Can substances burn without flame?« Back to Questions List

Many kinds of fuel are being used at home, industry and automobiles. We all must have seen a burning candle and found that it burns with a flame giving out heat and light. Imagine burning a piece of coal.  Coal too burns in air producing carbon dioxide, heat and light. But it does not produce any flame. So why do some substances produce flame while others don’t?


The chemical process in which a substance reacts with oxygen to give off heat is called combustion. Substances that undergo combustion are called combustible substances. It may be a solid, liquid or gas. Along with heat, some produce flame or glow. The substances which vaporize during burning give flames. For example combustion of kerosene oil produces flame. On the other hand certain substances like coal do not vaporize and hence doesn’t produce a flame.


A side effect of the chemical reactions (that takes place while a substance is burning) is a lot of heat. The chemical reactions in a fire generate a lot of new heat that sustains the fire. Many fuels like gasoline burn in one step. Heat vaporizes gasoline and it all burns as a volatile gas. There is no char. A candle  on the other hand slowly vaporizes. As they heat up, the rising carbon atoms emit light. This "heat produces light" effect is called incandescence. This is what causes the visible flame. Flame color varies depending on what is burnt and how hot it is.

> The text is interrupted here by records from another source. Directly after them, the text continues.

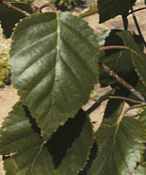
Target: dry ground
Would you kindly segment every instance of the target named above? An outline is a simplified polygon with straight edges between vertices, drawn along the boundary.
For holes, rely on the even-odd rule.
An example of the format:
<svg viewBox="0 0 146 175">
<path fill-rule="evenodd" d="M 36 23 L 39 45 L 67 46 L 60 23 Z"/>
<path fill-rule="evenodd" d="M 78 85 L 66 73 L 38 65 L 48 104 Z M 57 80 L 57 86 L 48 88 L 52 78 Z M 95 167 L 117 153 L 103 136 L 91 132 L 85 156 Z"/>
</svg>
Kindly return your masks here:
<svg viewBox="0 0 146 175">
<path fill-rule="evenodd" d="M 139 7 L 142 6 L 142 3 L 140 2 Z M 137 13 L 138 19 L 140 21 L 140 25 L 142 27 L 143 33 L 146 37 L 146 18 L 145 18 L 145 11 L 141 11 Z M 133 23 L 132 18 L 130 17 L 130 28 L 132 30 L 135 30 L 135 26 Z M 99 31 L 103 25 L 98 25 L 98 16 L 92 15 L 90 17 L 87 17 L 86 20 L 89 22 L 90 26 L 94 28 L 94 30 Z M 121 28 L 122 21 L 120 17 L 117 17 L 113 20 L 110 20 L 105 23 L 105 25 L 109 28 Z M 0 41 L 1 42 L 1 41 Z M 1 44 L 1 43 L 0 43 Z M 98 88 L 98 93 L 104 93 L 103 89 Z M 5 116 L 7 116 L 8 112 L 11 111 L 12 106 L 18 101 L 19 97 L 17 95 L 16 90 L 13 87 L 6 87 L 4 89 L 0 89 L 0 125 L 2 121 L 4 120 Z M 91 102 L 92 103 L 92 102 Z M 92 120 L 96 120 L 97 118 L 101 118 L 101 115 L 104 111 L 104 104 L 96 111 L 94 115 L 92 115 Z M 0 175 L 4 175 L 4 172 L 2 170 L 2 164 L 0 164 Z"/>
</svg>

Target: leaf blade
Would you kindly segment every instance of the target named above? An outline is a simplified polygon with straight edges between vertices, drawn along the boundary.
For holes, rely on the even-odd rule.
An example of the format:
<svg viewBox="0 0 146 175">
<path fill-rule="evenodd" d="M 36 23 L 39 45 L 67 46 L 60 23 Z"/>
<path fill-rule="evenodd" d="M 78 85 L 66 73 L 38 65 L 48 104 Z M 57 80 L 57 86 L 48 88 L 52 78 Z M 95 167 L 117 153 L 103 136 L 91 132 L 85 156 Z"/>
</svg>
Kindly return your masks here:
<svg viewBox="0 0 146 175">
<path fill-rule="evenodd" d="M 13 82 L 49 137 L 87 102 L 97 81 L 96 35 L 68 13 L 46 13 L 24 20 L 13 39 Z"/>
</svg>

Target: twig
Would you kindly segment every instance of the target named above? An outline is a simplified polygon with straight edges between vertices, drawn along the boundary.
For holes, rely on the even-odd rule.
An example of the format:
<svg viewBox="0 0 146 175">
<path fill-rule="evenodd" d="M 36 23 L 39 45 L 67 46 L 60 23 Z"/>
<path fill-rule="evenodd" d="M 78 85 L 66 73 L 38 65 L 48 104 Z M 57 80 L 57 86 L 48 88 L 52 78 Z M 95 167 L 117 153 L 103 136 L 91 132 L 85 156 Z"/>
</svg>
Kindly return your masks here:
<svg viewBox="0 0 146 175">
<path fill-rule="evenodd" d="M 142 107 L 146 107 L 146 103 L 131 106 L 126 110 L 126 113 L 133 110 L 133 109 L 138 109 L 138 108 L 142 108 Z"/>
<path fill-rule="evenodd" d="M 4 5 L 6 5 L 8 8 L 11 8 L 11 9 L 17 11 L 17 12 L 20 12 L 20 13 L 22 13 L 22 14 L 25 15 L 25 16 L 30 16 L 29 13 L 27 13 L 26 11 L 24 11 L 24 10 L 22 10 L 22 9 L 16 7 L 16 6 L 14 6 L 14 5 L 12 5 L 10 2 L 7 2 L 7 1 L 5 1 L 5 0 L 2 0 L 2 1 L 0 1 L 0 4 L 4 4 Z"/>
<path fill-rule="evenodd" d="M 95 111 L 103 101 L 107 100 L 109 98 L 110 95 L 113 95 L 114 90 L 111 90 L 109 92 L 107 92 L 105 95 L 101 96 L 96 103 L 94 103 L 87 111 L 87 114 L 91 114 L 93 111 Z"/>
<path fill-rule="evenodd" d="M 146 104 L 146 103 L 143 103 L 143 101 L 134 100 L 132 98 L 121 97 L 121 96 L 109 96 L 109 99 L 124 100 L 124 101 L 131 102 L 134 104 Z"/>
<path fill-rule="evenodd" d="M 146 41 L 145 41 L 145 39 L 144 39 L 143 33 L 142 33 L 141 29 L 140 29 L 138 20 L 137 20 L 137 18 L 136 18 L 136 15 L 134 14 L 133 9 L 131 9 L 131 12 L 132 12 L 133 20 L 134 20 L 135 26 L 136 26 L 136 28 L 137 28 L 137 31 L 138 31 L 138 33 L 139 33 L 139 36 L 141 37 L 141 39 L 142 39 L 142 41 L 143 41 L 143 43 L 144 43 L 144 45 L 145 45 L 145 47 L 146 47 Z"/>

Imagine burning a piece of wood. Some of the decomposed material is released as volatile gases. These gases form  smoke. Smoke is compound of hydrogen, carbon and oxygen. The rest of the material forms charcoal, which is nearly pure carbon, and ash, the unburnable minerals in the wood (calcium, potassium, and so on). Charcoal is wood that has been heated to remove nearly all of the volatile gases and leave behind the carbon. That is why a charcoal fire burns with no smoke.